Obviously, I’m not encouraging you to find someone to give you money for favors. I am suggesting a way to maintain a steady flow of work is to connect yourself with at least one, if not more, clients who will pay you well for a service that they resell. In short, it behooves the freelancer to become a primary source for someone else’s outsourcing.
In this post, I will share my experience doing this and provide some insight into the benefits of finding yourself a freelancer’s version of a ‘Sugar Daddy’ (or mommy).
One of the biggest obstacles to becoming a full time freelancer is building a sufficient and dependable client base. In my particular profession (web and graphic design), there is usually a pretty good chance that most of my clients will use my services only once, because they seldom need any further designs until years later when they re-brand or redesign their existing identity or website. So, the revolving door that is my client base is always changing, and repeat business is more of an exception.
When I first started freelancing full-time I needed to find a way to bring in new clients on a regular basis as well as some way to generate repeat business for sustainability. As I’ve written about before, being a freelancer means you wear many hats, and the hat of the salesman is one of my least favorites. I contemplated hiring someone who excelled in bringing me clients, but my limited startup budget deterred me from this route. Instead, I spent many hours trolling Craigslist and freelance job boards, sending out countless unanswered emails and resumes and proposals, trying to build a steady flow of work.
An Accidental Solution
While wandering through Craigslist ads I almost accidentally came across a consulting firm that was looking to expand their offerings into web and graphic design. They didn’t have and could not afford an in-house employee for this task, so we struck up a partnership and soon I became, in essence, their ‘creative identity department.’ In this day and age of remote workers it was not an unusual situation at all, and has become very beneficial for everyone involved.
For me, the most difficult part of this arrangement is that they resell my services at a markup that sometimes exceeds 100%. The first few times I saw that they were pocketing the same amount of money I was, while I was doing all the work, it frustrated me to no end. Yet, it didn’t take long to realize they were bringing me clients I would not have otherwise encountered, for the same rates as I charge my own clients, so the fact that they were making a nice profit off of their efforts became less of an issue.
The consulting firm–my ‘Sugar Daddy’–has now helped me build my freelancing business to generate the highest annual income I have ever made in my life (freelancing or not.) Because of our partnership I have not had a slow or dead period in over two years and yet I am still able to pick and choose the projects I want to spend my time on. I enjoy all of the freedoms of freelancing without the worries or hard work of finding new clients. It is definitely a win-win situation.
Since realizing how beneficial this partnership had become, I have determined to build other mutually beneficial arrangements. There are numerous agencies and firms in various niches that are looking for creative solutions for their existing or expanding clients needs, and it’s solely a matter of finding them. I have been able to collaborate with social media marketing people, a non-profit consultant, and an ecosystem preservation organization to provide regular and consistent services that they don’t specialize in, but I do. It takes the load off of their shoulders, enables them to expand their service offerings, and simultaneously gives me a steady inflow of work.
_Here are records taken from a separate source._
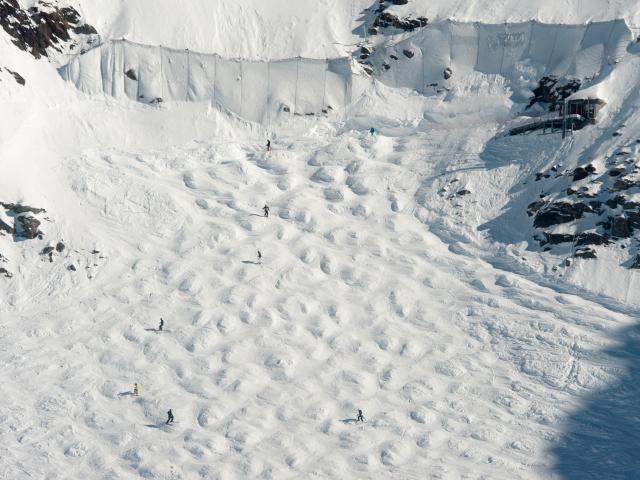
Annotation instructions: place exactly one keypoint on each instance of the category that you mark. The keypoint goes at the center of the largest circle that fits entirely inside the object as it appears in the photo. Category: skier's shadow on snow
(601, 439)
(349, 420)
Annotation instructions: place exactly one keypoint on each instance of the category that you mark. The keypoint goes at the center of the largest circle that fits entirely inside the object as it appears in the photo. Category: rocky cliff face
(592, 206)
(45, 27)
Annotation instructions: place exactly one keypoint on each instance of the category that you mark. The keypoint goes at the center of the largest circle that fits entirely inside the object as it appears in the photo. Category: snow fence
(252, 89)
(530, 50)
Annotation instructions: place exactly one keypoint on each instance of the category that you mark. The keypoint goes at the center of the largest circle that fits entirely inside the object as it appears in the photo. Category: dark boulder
(535, 206)
(6, 227)
(592, 238)
(17, 209)
(558, 238)
(579, 174)
(408, 53)
(28, 227)
(586, 253)
(560, 212)
(620, 227)
(623, 184)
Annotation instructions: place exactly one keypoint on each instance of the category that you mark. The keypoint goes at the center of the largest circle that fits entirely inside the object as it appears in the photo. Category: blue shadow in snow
(602, 439)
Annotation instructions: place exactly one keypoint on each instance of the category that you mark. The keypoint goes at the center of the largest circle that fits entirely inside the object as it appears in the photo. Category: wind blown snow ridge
(257, 91)
(367, 280)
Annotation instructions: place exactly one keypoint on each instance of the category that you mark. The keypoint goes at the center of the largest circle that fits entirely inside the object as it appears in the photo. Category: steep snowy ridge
(402, 272)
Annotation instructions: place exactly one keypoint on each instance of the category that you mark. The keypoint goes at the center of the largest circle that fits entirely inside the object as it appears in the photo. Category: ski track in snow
(381, 287)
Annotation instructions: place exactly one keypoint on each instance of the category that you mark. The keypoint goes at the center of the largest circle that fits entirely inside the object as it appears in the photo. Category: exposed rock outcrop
(43, 26)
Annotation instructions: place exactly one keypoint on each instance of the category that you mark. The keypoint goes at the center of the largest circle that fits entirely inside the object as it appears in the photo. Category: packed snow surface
(396, 273)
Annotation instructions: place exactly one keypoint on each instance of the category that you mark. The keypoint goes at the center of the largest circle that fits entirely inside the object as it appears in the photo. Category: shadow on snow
(602, 438)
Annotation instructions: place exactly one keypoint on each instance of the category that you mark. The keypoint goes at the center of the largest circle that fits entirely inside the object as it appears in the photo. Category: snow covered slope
(400, 273)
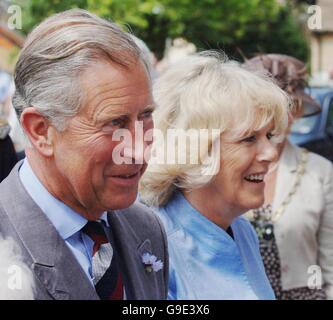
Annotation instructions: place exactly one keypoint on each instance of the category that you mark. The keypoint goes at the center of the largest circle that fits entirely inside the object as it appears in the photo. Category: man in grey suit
(79, 81)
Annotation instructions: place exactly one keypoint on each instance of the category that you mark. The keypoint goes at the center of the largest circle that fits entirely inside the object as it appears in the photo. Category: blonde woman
(214, 252)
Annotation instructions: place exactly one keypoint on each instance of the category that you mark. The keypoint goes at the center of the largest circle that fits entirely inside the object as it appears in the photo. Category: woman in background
(295, 224)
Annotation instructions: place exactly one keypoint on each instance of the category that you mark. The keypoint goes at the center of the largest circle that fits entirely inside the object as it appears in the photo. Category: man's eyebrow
(150, 107)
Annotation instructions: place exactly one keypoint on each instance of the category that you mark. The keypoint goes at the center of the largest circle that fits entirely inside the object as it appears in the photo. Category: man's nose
(267, 151)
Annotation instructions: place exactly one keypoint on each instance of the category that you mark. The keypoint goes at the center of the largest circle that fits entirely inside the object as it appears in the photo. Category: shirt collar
(66, 221)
I jokingly refer to these partners as my Sugar Daddies because they offer me otherwise untapped income from their richer financial base in exchange for the services I provide, all the while lining their own pocketbooks along the way. Regardless of the chosen term we have found a way to help each other out. They are focusing on the sales and client relations part of the business while I can focus on the work I love doing.
Find Your Sugar Daddy
I don’t have any great tips on how to find your own Sugar Daddy, but I do know that an awareness of the possibilities could open your eyes to what could work best for you. I believe we live in a time when remote freelance workers can thrive, and one key may be to link up with those that are less obviously associated with the type of work you do in order to help them expand their offerings. I suggest looking at some of your existing clients first, and then start considering other types of businesses or organizations that could perhaps benefit from offering your services to their clients.
Whatever you do, I hope this line of thinking will help you focus less on how to find new clients and instead pursue partnerships with those who will bring clients to you. The potential is expansive, and I believe you will benefit from your efforts.